2.660 Warga di Jatim Terkena DBD, 46 Orang Meninggal, Dinkes Jatim Belum Tetapkan KLB
Dinas Kesehatan (Dinkes) Jatim belum memberlakukan status kejadian luar biasa (KLB) untuk kasus demam berdarah dengue (DBD)
Editor: Sugiyarto
TRIBUNNEWS.COM, SURABAYA - Dinas Kesehatan (Dinkes) Jatim belum memberlakukan status kejadian luar biasa (KLB) untuk kasus demam berdarah dengue (DBD), meski tercatat ada 2.660 penderita dan 46 orang meninggal dunia selama bulan Januari 2019.
Kepala Dinkes Jatim, Kohar Heri Santoso, mengungkapkan KLB belum ditetapkan di Jatim, tetapi beberapa daerah sudah mulai memberlakukan KLB karena angkanya yang sudah memenuhi kriteria.
"Alasannya, karena tidak semua kabupaten atau kota kondisinya seperti itu. Kami lebih cenderung spesifik kepada daerah yang peningkatannya signifikan."
"Nanti daerah yang tidak signifikan dinyatakan KLB juga tidak pas. Tapi kami tetap memantau secara khusus," kata Kohar ketika ditemui di kantornya, Selasa (29/1/2019).
Diungkapkannya, salah satu daerah yang menyatakan KLB adalah Ponorogo karena adanya peningkatan kasus secara signifikan dan telah ada tiga pasien DBD yang ditetapkan meninggal dunia di awal 2019 ini.
"Artinya akan ada gerakan yang besar untuk mengatasi DBD. Nanti Jatim akan memberikan dukungan agar Ponorogo bisa menyelesaikan permasalahan ini," ujarnya.

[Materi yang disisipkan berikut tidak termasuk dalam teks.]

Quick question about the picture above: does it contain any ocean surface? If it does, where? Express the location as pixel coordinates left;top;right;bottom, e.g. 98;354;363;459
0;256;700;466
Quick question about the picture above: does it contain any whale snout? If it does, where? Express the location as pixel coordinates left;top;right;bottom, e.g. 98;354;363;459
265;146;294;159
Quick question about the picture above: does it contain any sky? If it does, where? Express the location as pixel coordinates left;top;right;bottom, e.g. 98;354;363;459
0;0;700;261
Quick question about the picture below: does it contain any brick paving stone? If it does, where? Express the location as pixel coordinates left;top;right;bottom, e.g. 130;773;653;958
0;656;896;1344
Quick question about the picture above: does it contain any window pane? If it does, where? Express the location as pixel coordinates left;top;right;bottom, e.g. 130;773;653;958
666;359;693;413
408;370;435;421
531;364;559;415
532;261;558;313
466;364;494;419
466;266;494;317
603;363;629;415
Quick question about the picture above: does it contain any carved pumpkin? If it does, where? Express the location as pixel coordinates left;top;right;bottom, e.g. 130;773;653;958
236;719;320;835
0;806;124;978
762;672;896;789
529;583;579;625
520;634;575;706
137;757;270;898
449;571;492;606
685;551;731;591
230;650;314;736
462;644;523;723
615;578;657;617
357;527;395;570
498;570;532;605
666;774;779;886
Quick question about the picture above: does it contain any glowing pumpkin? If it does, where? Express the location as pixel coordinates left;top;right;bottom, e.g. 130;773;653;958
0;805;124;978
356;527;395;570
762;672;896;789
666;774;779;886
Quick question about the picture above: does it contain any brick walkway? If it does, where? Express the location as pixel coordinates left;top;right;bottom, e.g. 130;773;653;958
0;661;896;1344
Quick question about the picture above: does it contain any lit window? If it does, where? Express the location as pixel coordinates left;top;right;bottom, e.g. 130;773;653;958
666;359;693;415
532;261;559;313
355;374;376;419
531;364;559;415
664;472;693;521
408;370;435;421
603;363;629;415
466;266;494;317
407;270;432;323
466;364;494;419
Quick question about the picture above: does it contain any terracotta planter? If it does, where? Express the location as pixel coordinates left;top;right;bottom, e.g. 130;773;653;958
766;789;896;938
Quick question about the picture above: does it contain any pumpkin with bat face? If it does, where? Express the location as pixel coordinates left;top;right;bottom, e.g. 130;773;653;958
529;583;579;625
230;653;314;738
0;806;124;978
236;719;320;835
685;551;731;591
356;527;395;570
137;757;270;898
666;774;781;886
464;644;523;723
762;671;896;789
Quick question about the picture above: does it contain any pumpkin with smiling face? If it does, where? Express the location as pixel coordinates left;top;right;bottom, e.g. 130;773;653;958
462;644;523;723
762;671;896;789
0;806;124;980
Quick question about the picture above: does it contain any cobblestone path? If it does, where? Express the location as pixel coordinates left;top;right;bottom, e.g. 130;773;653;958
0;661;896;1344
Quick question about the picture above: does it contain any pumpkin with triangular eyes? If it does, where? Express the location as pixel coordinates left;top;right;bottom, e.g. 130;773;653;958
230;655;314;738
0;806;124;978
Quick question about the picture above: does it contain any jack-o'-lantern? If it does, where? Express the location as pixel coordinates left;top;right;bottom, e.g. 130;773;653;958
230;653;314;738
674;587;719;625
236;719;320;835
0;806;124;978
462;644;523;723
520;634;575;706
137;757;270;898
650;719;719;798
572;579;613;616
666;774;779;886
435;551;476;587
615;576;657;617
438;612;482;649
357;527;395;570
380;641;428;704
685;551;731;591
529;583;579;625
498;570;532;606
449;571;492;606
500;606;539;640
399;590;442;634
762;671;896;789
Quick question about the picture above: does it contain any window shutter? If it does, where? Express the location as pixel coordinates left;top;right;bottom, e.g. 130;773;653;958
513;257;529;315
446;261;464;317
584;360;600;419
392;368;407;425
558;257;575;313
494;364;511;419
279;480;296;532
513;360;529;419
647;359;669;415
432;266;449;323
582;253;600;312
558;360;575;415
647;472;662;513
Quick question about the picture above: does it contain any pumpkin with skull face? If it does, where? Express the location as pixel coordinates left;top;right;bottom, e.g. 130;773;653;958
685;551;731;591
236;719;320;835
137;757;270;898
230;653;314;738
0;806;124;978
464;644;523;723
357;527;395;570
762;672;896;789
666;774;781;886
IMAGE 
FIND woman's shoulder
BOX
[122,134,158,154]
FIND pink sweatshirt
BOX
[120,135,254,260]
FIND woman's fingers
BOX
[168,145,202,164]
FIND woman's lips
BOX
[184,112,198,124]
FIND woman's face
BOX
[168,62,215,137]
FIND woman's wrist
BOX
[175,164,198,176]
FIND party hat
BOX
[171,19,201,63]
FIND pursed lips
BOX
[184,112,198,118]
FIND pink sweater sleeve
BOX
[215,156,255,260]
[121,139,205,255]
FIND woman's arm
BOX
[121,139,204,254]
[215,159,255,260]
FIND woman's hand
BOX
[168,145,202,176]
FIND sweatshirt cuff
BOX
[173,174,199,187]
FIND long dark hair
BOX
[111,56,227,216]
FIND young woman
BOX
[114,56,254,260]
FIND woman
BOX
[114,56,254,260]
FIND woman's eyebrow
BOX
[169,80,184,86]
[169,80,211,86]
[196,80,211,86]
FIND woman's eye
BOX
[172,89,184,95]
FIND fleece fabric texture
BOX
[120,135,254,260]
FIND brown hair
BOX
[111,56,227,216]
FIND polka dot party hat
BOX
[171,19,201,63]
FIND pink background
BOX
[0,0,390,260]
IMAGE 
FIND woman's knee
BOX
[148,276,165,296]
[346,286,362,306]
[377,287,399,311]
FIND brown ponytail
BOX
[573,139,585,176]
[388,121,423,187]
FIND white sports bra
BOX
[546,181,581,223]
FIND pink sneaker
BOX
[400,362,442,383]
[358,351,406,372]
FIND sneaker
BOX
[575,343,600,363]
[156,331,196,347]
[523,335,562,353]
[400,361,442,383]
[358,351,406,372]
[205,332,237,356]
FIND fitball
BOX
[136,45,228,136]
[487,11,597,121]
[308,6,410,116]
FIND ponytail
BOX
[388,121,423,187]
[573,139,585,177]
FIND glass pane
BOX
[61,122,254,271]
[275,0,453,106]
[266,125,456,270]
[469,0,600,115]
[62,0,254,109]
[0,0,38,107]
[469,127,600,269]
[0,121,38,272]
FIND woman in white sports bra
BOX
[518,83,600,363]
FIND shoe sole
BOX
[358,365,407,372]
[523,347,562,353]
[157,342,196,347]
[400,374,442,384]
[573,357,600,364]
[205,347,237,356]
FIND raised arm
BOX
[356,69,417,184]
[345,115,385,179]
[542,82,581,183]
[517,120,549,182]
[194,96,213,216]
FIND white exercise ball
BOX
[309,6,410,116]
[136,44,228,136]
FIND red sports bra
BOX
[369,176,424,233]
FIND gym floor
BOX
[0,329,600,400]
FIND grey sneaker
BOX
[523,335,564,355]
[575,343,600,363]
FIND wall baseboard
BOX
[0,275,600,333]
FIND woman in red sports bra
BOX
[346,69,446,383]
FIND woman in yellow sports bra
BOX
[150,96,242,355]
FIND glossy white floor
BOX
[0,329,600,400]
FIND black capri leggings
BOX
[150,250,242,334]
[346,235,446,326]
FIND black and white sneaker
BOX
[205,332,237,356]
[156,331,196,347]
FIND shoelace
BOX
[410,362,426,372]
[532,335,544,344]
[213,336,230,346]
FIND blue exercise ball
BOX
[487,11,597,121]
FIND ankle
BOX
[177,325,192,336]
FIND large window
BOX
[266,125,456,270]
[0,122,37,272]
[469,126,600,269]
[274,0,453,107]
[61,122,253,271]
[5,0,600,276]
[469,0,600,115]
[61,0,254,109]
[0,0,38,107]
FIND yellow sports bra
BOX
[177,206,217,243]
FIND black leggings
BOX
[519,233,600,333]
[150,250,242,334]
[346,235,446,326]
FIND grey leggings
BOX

Berdasarkan data yang ada, korban meninggal di Kabupaten Kediri 2019 dari 271 kasus, 12 di antaranya meninggal dunia. Namun demikian, belum ada pengakuan KLB di kabupaten tersebut.
Sementara Tulungagung menjadi daerah dengan kasus terbanyak kedua dengan 249, di mana tiga orang di antaranya meninggal dunia.
Bojonegoro menyusul dengan 177 kasus, di mana ada empat orang meninggal dunia.
"Jumlah kasus DBD pada Januari tahun ini dibanding tahun lalu cenderung lebih tinggi. Hal itu disebabkan beberapa faktor seperti musim, lingkungan dan kondisi masyarakat," ujarnya.
Dari data di atas, Jatim menduduki peringkat ke-5 di Indonesia dengan kasus DBD paling banyak. Namun Kohar menyatakan peringkat tersebut tidak terlalu penting.
"Yang paling penting bagaimana kita bertindak dalam penanganan. Peringkat berapa pun harus menghadirkan gerakan agar masyarakat tidak sakit, seperti upaya pencegahan dan memberi pemahaman masyarakat agar tidak ketularan," jelasnya.
Selain itu, puskesmas dan rumah sakit yang ada di daerah diminta lebih waspada dengan memeriksa penderita DBD dengan lebih baik.